It’s been five months since the first chapter of King’s Quest came out, and though it maintains the same charm, abundance of character, and clever puzzles of the previous chapter, “Rubble Without a Cause” does little to justify the long wait. Still told in a framed narrative, the aging king of Daventry telling stories of his youth to his granddaughter, the story he is telling skips ahead a few years (I assume). Where chapter one ended with Graham securing his place as a knight, chapter two picks up shortly after he is appointed king for some reason. This disconnect is likely the weakest part of the episode as a whole.

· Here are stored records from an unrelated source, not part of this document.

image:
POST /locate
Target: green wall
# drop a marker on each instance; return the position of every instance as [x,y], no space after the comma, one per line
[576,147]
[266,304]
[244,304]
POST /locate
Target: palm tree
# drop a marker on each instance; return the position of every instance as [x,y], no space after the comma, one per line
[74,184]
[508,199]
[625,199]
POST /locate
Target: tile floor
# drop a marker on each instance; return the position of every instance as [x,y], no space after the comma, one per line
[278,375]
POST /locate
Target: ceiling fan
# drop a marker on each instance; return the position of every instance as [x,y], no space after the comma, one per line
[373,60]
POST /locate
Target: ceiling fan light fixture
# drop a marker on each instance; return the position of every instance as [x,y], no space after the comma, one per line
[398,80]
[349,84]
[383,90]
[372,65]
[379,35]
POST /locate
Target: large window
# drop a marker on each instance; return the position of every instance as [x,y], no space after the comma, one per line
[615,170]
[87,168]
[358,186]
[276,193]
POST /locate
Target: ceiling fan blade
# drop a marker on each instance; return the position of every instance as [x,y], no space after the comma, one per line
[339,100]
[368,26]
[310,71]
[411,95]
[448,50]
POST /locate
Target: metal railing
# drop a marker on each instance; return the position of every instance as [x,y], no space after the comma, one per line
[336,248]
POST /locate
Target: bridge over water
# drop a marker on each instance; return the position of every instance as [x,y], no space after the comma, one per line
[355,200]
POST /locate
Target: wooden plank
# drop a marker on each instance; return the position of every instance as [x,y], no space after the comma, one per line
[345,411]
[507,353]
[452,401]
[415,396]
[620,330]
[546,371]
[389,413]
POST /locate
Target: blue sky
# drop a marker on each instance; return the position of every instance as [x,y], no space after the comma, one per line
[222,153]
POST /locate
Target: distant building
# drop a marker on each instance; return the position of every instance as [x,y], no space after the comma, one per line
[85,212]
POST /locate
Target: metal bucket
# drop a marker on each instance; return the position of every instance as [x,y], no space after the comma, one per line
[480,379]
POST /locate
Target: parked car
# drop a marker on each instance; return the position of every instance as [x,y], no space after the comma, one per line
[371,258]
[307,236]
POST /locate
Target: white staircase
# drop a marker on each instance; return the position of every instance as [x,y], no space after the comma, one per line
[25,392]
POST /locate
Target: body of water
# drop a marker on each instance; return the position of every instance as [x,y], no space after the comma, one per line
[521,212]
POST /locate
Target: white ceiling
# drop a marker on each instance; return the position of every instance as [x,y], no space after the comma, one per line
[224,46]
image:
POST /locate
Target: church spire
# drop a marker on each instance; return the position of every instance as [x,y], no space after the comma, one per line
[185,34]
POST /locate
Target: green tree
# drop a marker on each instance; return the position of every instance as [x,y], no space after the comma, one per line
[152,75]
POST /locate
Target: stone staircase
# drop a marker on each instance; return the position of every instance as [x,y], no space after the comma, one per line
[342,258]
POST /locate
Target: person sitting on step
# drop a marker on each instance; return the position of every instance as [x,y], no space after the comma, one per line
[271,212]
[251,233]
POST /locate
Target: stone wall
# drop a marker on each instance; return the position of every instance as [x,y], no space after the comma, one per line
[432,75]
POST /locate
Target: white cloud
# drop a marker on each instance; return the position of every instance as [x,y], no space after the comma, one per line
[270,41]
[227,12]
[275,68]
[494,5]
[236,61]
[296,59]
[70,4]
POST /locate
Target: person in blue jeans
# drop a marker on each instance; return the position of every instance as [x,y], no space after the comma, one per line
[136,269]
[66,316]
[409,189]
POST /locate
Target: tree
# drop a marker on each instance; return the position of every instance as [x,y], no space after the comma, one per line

While there is nothing wrong with King’s Quest wanting to tell stand-alone stories set in the same world as, and inspired by, the original games, knowing those original games should not be a prerequisite for being able to follow the new story. King’s Quest needs to be able to stand on its own, along with also being a call back to the previous titles. As it is however, it just feels like there was an important part of the story missing, something that I would have enjoyed being able to hear about and play through.

In much the same way, while it was great seeing many of the characters return from the first chapter, none of my choices in that first chapter felt as if they mattered all that much. A few references to past events here and there was nice, but overall, “Rubble Without a Cause” was a separate experience from “A Knight to Remember,” a step back given that the first episode’s strength came from how well it mixed modern trends with old-school puzzle adventure game mechanics.


This step backwards from that perfect mixture is actually what characterized a lot of “Rubble Without a Cause.” Running about three hours, around half the time of chapter one for me, chapter two tells the story of how Graham and all of his subjects were kidnapped by goblins. The entirety revolves around Graham’s escape, a much smaller, more laser focused story that only ever let’s you explore the inside of the goblin caves with a singular goal, a far cry from the multitude of settings and things to do in the previous chapter.

While doing something radically different, laying a resource/ time management system on top of the already clever puzzle design, “Rubble Without a Cause” unfortunately didn’t feel quite like the adventuresome quest of the first chapter, and more a single puzzle room to break out from. Add on to this an uncharacteristically dark punishment for failure, and I found myself agonizing over the puzzles at times, instead of simply enjoying them. The sense of discovery and challenge is still there, as it was a true joy to figure out how to break out of the goblin prison, but the lack of fun lightheartedness did leave something to be desired.


It’s important to remember that none of these shortcomings made “Rubble Without a Cause” particularly bad. The second episode of King’s Quest is still absolutely gorgeous, even the dark goblin caves made to look beautiful in the game’s painting-like art style. The puzzles are still complex and fun. The characters are still endearing and sweet. It is really just in comparison to the stellar first chapter that “Rubble Without a Cause” doesn’t measure up.

In most every way, I did enjoy Graham’s second outing, a smile on my face throughout. But I can’t help feeling the episode was more stationed as pleasing filler, than an actual, meaty continuation of the first chapter that I loved so much. The chapter tries out some new ideas, which is of course welcome, but in the end leaves me wanting more than I can be entirely happy with.